Background: Restaurants in this town have elevated brunch to an art form. While tourists partake of breakfast, lunch and dinner, it's the locals who have the most to gain from brunch. Spencer's at the Palm Springs Tennis Club is a welcome addition for those of us who will endure the summer heat.
On a recent Sunday morning, we made reservations that, while recommended, probably weren't needed. We were among the dozen parties enjoying the club-like atmosphere at Spencer's.
Restaurant: When asking for directions, you're told to follow Baristo Road to the mountain. And sure enough, when you can go no farther, valets await you at the turn-around in the cul-de-sac at the tennis club.

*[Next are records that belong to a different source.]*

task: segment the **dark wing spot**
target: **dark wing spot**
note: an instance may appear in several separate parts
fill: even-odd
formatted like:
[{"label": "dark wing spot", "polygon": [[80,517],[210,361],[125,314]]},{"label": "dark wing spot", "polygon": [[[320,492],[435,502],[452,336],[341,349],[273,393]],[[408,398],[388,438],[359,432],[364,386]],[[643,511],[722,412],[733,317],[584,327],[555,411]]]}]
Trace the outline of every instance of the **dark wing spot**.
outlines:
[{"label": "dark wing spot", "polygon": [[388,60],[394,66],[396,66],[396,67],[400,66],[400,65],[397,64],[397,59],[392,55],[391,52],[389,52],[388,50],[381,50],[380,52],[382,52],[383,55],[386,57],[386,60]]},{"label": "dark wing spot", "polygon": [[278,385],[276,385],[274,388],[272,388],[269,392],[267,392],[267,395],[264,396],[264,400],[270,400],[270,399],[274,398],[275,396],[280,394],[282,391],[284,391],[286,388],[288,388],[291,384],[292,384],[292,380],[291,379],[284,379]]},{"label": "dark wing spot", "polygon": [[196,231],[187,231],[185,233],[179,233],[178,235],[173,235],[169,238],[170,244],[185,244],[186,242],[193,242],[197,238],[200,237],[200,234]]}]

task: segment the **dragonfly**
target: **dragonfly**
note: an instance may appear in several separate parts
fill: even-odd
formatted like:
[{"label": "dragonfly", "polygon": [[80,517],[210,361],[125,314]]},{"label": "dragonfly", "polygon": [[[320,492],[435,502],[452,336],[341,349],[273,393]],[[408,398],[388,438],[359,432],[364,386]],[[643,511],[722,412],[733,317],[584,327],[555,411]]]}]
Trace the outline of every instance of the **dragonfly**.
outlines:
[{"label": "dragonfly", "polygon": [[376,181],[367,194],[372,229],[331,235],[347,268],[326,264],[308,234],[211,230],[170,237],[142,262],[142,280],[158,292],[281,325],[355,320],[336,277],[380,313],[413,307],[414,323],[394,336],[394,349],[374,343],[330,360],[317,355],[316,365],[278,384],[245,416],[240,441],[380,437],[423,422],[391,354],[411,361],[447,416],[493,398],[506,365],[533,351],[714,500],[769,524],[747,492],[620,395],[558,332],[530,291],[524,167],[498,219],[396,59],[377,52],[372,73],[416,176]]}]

The restaurant is to the left as you enter the tennis club. Through the windows and the misters' spray lie the tennis courts, the club's cabanas and pool and the historic view of the mountains.
The restaurant features an 8-stool bar in the corner of the main dining room.
Two booths and banquets seat 20 with eight tables for four in the center of the room, and another six tables on the patio overlook the tennis courts.
It's a sophisticated yet comfortable room. The tables are well-spaced, the light is good, and you can hear conversation at your table.
Servers were pleasant and clearly knew their regular diners -- all part of the country club atmosphere that spreads through Spencer's.
Menu: The brunch menu offers six breakfast entrees, from eggs Benedict to pancakes; a selection of salads from $7 to $18.50, and three entrees of steak, swordfish and smoked salmon. There are also two sandwiches, including a tempting lobster club, $14.75, and three kinds of burgers.
We started with mimosas, $6.50, the traditional brunch champagne and orange juice combination. The tasty mix was served in tall flutes.
I ordered the grilled swordfish served on an artichoke salad with basil caper sauce, $16.50. The two small grilled white-meat steaks were served on a mélange of chilled chopped tomatoes, quartered artichoke hearts and capers. The swordfish was presented with a small sprig of rosemary sticking up from the steak.
My companion opted for the Asian Chicken Salad, $12.50. The shredded Napa cabbage was tossed with julienne of carrots, snow peas, cucumber and a mango-sesame dressing and topped with strips of crunchy fried wonton.
Fresh, warm bread twists covered in sesame seeds were presented with butter a bit late in the meal, but they were tasty all the same.
We'd lingered over brunch and the time had wandered into the lunch range, so we opted to try a pair of desserts, each $6.50.
The créme brûlée was rich and smooth and came topped with a hefty burnt sugar top. The chocolate cake was served warm with a dollop of whipped cream and two small scoops of vanilla ice cream. Both desserts were sprinkled with fresh raspberries.
Final thoughts: The breakfast menu includes lighter fare from the bakery, omelets and other egg dishes and griddle favorites, including potato pancakes with warm apple compote and sour cream. Dishes range from $5 to $9.
For dinner, you'll find a sophisticated selection of appetizers from Seared Hudson Bay Foie Gras to Tuna Tartar and pastas that include asparagus ravioli and seared rabbit risotto.
The club-like atmosphere and the tempting menu will draw you back to Spencer's for other meals.